Despite pledges to maintain in-person classes, many Portland-area school districts have had to move some of their schools back to remote learning due to a lack of available teachers, bus drivers and other staff.

RELATED: Oregon launches new COVID hotline, website for self-reporting positive COVID tests

At the press conference, Oregon Department of Education Director Colt Gill acknowledged that several school districts throughout the state have been forced to temporarily close individual schools and switch back to online classes due to a lack of available staff, but said the department remained committed to maintaining in-person instruction whenever possible.

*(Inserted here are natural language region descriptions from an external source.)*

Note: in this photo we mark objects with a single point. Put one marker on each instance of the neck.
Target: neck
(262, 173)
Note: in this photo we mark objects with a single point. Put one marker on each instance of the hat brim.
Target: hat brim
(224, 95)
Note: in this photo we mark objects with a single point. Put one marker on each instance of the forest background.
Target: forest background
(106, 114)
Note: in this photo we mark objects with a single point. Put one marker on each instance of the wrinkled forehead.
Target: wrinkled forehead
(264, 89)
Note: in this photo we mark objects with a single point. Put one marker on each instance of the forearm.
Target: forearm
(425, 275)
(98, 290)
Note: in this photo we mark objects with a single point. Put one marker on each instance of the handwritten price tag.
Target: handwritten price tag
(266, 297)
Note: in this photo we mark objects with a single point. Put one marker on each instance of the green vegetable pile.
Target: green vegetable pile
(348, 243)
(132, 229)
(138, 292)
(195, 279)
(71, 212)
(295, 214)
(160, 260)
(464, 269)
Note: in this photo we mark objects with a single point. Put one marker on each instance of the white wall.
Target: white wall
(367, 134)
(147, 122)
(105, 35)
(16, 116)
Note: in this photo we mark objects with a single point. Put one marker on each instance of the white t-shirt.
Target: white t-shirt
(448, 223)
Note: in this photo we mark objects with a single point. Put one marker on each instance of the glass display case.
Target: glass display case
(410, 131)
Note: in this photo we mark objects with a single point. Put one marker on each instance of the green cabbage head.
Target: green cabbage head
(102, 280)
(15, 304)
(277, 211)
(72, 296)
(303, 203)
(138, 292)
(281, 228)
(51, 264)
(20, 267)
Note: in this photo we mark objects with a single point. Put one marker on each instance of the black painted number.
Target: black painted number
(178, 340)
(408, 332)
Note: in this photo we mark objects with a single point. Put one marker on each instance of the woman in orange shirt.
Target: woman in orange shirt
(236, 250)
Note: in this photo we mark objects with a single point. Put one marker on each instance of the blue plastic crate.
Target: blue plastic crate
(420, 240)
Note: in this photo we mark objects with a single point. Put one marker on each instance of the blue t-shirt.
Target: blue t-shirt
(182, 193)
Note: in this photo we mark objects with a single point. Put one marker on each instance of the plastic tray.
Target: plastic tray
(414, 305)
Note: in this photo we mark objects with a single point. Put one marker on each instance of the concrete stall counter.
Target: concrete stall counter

Oregon's hospitals are also feeling the strain, and state officials have been sounding the alarm for weeks about a hospital capacity crunch as the omicron wave hits its projected peak in the next few weeks.

State officials are working with the Oregon National Guard to send approximately 1,200 Guard members to hospitals throughout the state to provide support services, Allen said, and is working with a contractor to form a "rapid relief pool" of about 200 health care workers who can be deployed to facilities that are on the brink of being overwhelmed.

The Oregon Health Authority has already placed more than 600 clinicians at hospitals, long-term care facilities and vaccination sites through excising contracts, he said, and officials are working on new contracts to bring in hundreds more in the coming weeks.